National Nurses United, the largest nurses’ union in the United States, blasted the CDC guidance in a Friday statement, saying its members were “extremely disappointed” by the decision.

“This newest CDC guidance is not based on science, does not protect public health, and threatens the lives of patients, nurses, and other frontline workers across the country,” NNU Executive Director Bonnie Castillo said. “Now is not the time to relax protective measures, and we are outraged that the CDC has done just that while we are still in the midst of the deadliest pandemic in a century.”

Dr. Rochelle P. Walensky, the CDC director, said the agency updated its guidance after new studies emerged that show vaccines have been successful at preventing transmission of the virus and protecting against known coronavirus variants. Since mid-April, new cases of COVID-19 have been on a steady decline nationally and the rate of virus-related deaths has plunged as more Americans get vaccinated. 

The nurses’ union, in its statement, says there are still several unanswered questions about the vaccines, including “how well vaccines prevent transmission of the virus” and “how long protection from vaccines will last.” The union also raised concerns about the spread of “deadlier” variants of the virus. 

The recent studies highlighted by the CDC show that the Pfizer and Moderna vaccines have been effective against several variants of the virus and that vaccinated people bear little risk of spreading the disease.

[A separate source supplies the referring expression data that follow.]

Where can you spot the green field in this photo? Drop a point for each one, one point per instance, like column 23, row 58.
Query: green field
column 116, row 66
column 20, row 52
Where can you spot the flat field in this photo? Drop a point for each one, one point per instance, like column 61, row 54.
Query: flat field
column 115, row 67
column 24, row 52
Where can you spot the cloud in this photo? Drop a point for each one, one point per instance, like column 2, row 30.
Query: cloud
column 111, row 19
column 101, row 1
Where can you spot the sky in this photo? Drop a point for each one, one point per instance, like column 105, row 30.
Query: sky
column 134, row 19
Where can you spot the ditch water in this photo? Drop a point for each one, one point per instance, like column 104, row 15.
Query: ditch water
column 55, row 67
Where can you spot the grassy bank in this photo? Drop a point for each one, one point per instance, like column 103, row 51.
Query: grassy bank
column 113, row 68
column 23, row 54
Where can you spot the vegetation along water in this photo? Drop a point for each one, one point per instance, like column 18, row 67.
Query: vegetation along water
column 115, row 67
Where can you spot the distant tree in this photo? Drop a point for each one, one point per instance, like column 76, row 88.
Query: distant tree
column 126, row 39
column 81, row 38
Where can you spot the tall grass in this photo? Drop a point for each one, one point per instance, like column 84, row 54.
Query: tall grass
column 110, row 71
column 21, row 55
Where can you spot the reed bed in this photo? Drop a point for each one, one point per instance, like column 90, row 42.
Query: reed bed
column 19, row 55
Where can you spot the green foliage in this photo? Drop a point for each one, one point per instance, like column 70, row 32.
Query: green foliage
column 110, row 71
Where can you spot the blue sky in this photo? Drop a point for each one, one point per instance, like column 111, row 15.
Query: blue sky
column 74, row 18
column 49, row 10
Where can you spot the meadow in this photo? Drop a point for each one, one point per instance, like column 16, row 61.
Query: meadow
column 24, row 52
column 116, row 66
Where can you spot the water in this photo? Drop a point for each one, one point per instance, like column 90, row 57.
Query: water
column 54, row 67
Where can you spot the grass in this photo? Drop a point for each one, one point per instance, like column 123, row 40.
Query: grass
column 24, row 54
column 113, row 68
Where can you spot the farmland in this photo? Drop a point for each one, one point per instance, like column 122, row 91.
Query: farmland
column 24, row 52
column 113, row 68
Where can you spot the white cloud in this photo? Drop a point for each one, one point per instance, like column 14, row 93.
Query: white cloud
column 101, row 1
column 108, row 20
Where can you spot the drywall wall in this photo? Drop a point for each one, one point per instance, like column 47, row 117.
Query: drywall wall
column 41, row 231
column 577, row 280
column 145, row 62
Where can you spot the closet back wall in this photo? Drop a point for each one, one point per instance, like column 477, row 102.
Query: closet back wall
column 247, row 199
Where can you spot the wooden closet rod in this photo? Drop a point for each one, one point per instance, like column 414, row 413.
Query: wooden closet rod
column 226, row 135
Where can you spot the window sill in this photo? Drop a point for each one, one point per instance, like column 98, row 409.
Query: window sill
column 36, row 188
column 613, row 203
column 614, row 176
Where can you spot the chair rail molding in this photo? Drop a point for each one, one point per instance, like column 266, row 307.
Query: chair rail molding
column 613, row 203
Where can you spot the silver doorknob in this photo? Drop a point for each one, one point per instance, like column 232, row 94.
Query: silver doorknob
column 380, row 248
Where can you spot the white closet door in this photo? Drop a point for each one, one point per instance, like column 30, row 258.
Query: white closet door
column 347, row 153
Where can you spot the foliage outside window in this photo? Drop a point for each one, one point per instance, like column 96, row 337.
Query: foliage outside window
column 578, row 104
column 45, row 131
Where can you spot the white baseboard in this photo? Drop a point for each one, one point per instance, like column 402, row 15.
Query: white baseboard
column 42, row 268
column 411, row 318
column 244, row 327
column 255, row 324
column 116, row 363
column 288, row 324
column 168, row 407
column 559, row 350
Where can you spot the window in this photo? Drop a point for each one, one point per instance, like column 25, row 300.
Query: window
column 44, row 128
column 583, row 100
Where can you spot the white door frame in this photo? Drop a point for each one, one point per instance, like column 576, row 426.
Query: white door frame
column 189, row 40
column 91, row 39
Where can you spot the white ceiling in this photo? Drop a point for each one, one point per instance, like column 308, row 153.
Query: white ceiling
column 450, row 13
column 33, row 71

Yet frontline workers—like nurses, grocery clerks, janitors, and restaurant servers—won’t have a guarantee that everyone they’re interacting with is indeed vaccinated, the nurses’ union statement points out, leading to heightened risk in the work place. “There has been so much inequity in the vaccine rollout and racial inequity in who is a frontline worker put most at risk by this guidance,” NNU President Zenei Triunfo-Cortez said. “The impact of the CDC’s guidance update will be felt disproportionately by workers of color and their families and communities.”